Motif searches were carried out using Position Weight Matrix (PWM) approach as described previously[40]. Several PWMs were implemented: (i) a PWM used for the AraQ regulon reconstruction in bifidobacteria based on a previous study[40]; (ii) a new AraQ/MalR1 PWM which was built using the EMSA data as a training set (based on promoter regions with which AraQ/MalR1 had a medium affinity (++) or high affinity (+++). A graphical representation of the identified motifs was obtained using WebLOGO software[79].

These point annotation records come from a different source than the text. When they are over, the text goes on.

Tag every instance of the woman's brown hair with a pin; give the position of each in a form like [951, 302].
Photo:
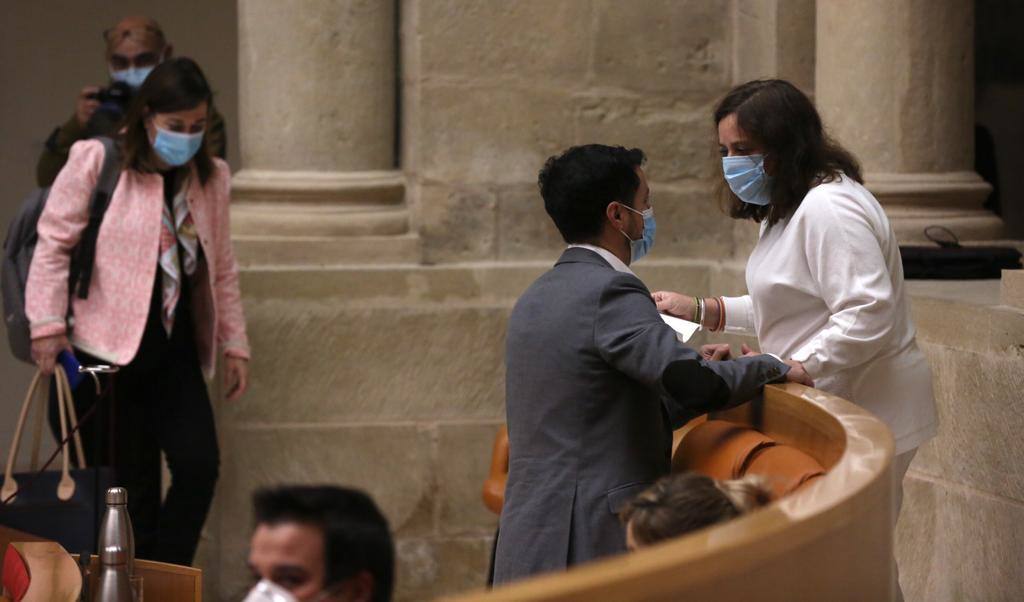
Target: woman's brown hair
[176, 84]
[682, 503]
[784, 122]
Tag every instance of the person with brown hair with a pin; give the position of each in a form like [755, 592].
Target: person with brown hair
[164, 296]
[134, 46]
[686, 502]
[825, 278]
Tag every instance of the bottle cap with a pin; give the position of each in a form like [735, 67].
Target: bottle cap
[117, 496]
[114, 555]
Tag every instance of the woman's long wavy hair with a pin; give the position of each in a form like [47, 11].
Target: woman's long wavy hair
[786, 125]
[176, 84]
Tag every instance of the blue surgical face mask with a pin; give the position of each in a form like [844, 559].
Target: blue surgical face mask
[176, 148]
[747, 178]
[642, 246]
[133, 76]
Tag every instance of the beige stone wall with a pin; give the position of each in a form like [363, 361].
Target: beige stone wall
[491, 89]
[960, 534]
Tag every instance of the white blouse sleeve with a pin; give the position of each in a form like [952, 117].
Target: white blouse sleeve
[738, 314]
[846, 261]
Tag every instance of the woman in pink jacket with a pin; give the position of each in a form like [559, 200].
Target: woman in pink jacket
[164, 296]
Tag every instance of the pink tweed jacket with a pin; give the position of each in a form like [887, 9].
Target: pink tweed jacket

Phenotypic analysis on bile

In order to assess the effects of bile on growth, B. breve UCC2003 and its isogenic derivatives B. breve UCC2003-araQ and B. breve UCC2003-malR1 were inoculated at 1% (v/v) from stock into mMRS medium supplemented with 1% maltose and 0.5% (v/v) L-cysteine HCl and were cultured overnight under anaerobic conditions at 37 °C. The above strains were then inoculated at 1% (v/v) into mMRS medium containing 1% maltose, 0.5% (v/v) L-cysteine HCl along with increasing concentration of porcine bile at 0, 1 and 2% (v/v). mMRS without the addition of a carbohydrate source served as a negative control. Bacteria were evaluated for their ability to grow in the presence of bile with Optical density (OD600nm) readings taken at 10 and 24 hr post-inoculation. Samples were assessed as biologically independent triplicates. Statistical analysis was carried out using the Microsoft Excel Data Analysis ToolPak. The statistical significance was determined for the two mutants, by comparing the difference in their OD600nm readings as compared with the WT control when exposed to bile.